Na Idade Média, o medo do inferno e da danação eterna disciplinava condutas. No século XX, o medo do comunismo e do fascismo justificava vigilâncias e perseguições. Durante a Guerra Fria, o medo nuclear foi elevado à categoria de pedagogia global: filmes, relatórios científicos e exercícios militares lembravam à população de que bastava um erro estratégico para que a vida fosse extinta em minutos. Hoje, no século XXI, esse mecanismo permanece ativo, mas transfigurado. O cogumelo atômico foi substituído pelo termômetro climático. A catástrofe continua sendo anunciada; apenas mudou de rosto.
2. O terror nuclear: pedagogia da Guerra Fria
Entre 1945 e 1991, a lógica da dissuasão nuclear governou o mundo. O medo atômico era, ao mesmo tempo, racional e irracional: racional porque ogivas existiam e eram contáveis; irracional porque modelos projetavam cenários de “inverno nuclear” em que a vida na Terra seria aniquilada. A ciência, aqui, não era mera observação neutra, mas parte integrante da máquina do medo.
Hollywood amplificava o terror em filmes apocalípticos; a imprensa reforçava a narrativa com manchetes alarmantes. O cidadão comum aprendia a viver sob a sombra da catástrofe, e governos usavam essa pedagogia para legitimar gastos militares, intervenções políticas e espionagem interna.
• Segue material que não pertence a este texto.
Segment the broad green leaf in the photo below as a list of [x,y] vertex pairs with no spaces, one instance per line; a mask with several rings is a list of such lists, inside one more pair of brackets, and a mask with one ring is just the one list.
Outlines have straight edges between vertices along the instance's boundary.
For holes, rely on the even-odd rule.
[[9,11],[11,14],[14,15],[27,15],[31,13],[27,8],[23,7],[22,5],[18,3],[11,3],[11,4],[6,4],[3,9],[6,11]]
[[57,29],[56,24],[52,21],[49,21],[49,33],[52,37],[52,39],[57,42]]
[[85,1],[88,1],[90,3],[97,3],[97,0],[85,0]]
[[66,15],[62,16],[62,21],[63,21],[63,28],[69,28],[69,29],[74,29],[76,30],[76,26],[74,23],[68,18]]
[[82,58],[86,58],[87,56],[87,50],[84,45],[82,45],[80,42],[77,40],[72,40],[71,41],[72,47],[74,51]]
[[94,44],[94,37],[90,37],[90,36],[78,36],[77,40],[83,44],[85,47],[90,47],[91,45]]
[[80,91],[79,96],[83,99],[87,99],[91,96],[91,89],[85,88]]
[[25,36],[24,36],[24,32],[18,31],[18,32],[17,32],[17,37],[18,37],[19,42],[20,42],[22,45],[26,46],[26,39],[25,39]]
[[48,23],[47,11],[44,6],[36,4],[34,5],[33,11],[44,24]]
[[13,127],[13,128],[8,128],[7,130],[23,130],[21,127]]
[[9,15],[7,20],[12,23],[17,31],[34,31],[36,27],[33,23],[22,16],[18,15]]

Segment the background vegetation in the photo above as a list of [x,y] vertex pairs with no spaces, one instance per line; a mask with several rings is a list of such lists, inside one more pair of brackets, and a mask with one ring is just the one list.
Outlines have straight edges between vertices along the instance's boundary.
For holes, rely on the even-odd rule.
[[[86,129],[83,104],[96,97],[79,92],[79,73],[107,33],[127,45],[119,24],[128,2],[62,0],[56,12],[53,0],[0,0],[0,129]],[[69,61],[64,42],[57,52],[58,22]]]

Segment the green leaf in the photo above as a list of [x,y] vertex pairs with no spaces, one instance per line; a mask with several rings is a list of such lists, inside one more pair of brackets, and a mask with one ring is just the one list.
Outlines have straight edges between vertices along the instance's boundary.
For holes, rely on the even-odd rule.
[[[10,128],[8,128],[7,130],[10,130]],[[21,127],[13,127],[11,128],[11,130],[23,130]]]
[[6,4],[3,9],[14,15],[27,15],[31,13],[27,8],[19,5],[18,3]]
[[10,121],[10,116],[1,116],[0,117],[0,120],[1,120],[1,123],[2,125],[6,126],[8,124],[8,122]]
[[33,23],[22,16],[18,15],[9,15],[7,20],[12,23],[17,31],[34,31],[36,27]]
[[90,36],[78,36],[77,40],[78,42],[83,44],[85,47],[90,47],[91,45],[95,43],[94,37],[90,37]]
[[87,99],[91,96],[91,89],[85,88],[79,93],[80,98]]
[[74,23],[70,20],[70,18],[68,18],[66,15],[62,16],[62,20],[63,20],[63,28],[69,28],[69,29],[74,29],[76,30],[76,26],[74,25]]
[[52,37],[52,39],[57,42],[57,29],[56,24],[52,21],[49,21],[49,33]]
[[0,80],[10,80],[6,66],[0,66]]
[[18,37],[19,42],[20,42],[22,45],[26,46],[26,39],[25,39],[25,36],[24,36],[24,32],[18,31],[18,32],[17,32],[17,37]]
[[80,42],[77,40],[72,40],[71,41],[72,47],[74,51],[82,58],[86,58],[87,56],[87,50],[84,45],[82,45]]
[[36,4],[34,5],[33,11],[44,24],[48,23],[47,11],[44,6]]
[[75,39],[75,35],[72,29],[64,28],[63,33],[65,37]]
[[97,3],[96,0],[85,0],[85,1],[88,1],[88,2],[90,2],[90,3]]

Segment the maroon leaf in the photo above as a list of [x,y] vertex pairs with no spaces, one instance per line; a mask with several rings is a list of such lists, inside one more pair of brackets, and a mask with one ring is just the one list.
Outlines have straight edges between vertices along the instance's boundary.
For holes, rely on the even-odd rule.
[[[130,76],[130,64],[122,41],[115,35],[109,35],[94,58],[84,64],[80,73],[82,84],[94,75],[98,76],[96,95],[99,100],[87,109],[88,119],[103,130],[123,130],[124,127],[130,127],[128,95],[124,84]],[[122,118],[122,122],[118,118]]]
O medo nuclear era, ao mesmo tempo, um perigo real e uma estratégia de poder.
3. O esgotamento do terror atômico
Com a implosão da União Soviética, essa narrativa perdeu eficácia. As ogivas permaneceram, mas o pavor coletivo diminuiu. Sem um inimigo geopolítico claramente definido, a pedagogia do medo perdeu seu objeto. A “paz” pós-Guerra Fria, contudo, não trouxe liberdade. Ao contrário: exigiu a invenção de um novo medo, mais eficaz que o anterior.
O terror nuclear tinha limites: dependia de Estados específicos (Moscou e Washington), de arsenais mensuráveis, de uma guerra improvável. Para manter a sociedade sob vigilância contínua, era preciso algo mais difuso, intangível, que pudesse ser atribuído a todos e a ninguém. Surge, então, o medo climático.
4. O clima como espantalho perfeito
O medo climático é superior ao medo nuclear por três razões:
i. É intangível: não há ogivas a serem contadas, nem inimigos a serem identificados. O “vilão” é difuso, invisível, atmosférico.
ii. É universal: todos são culpados, de países industrializados a cidadãos comuns que ligam o ar-condicionado.
iii. É inesgotável: a catástrofe é sempre futura, mas nunca resolvida. Adia-se o prazo, reformula-se a meta, mas o apocalipse permanece.
Se antes os cientistas construíam modelos para prever a ecatombe nuclear, agora constroem modelos climáticos para prever catástrofes ambientais. A matemática, ontem e hoje, cumpre a mesma função: não apenas descrever o real, mas produzir um imaginário coletivo de vulnerabilidade.
5. ESG: herança soviética reciclada
Poucos lembram que a retórica do Environmental, Social and Governance (ESG) tem raízes em slogans da propaganda soviética. Na URSS, falava-se em “responsabilidade social e ambiental” como contraponto ao capitalismo “predador”. Com a queda do Muro, o Ocidente não apenas venceu o adversário, mas incorporou parte de seu léxico.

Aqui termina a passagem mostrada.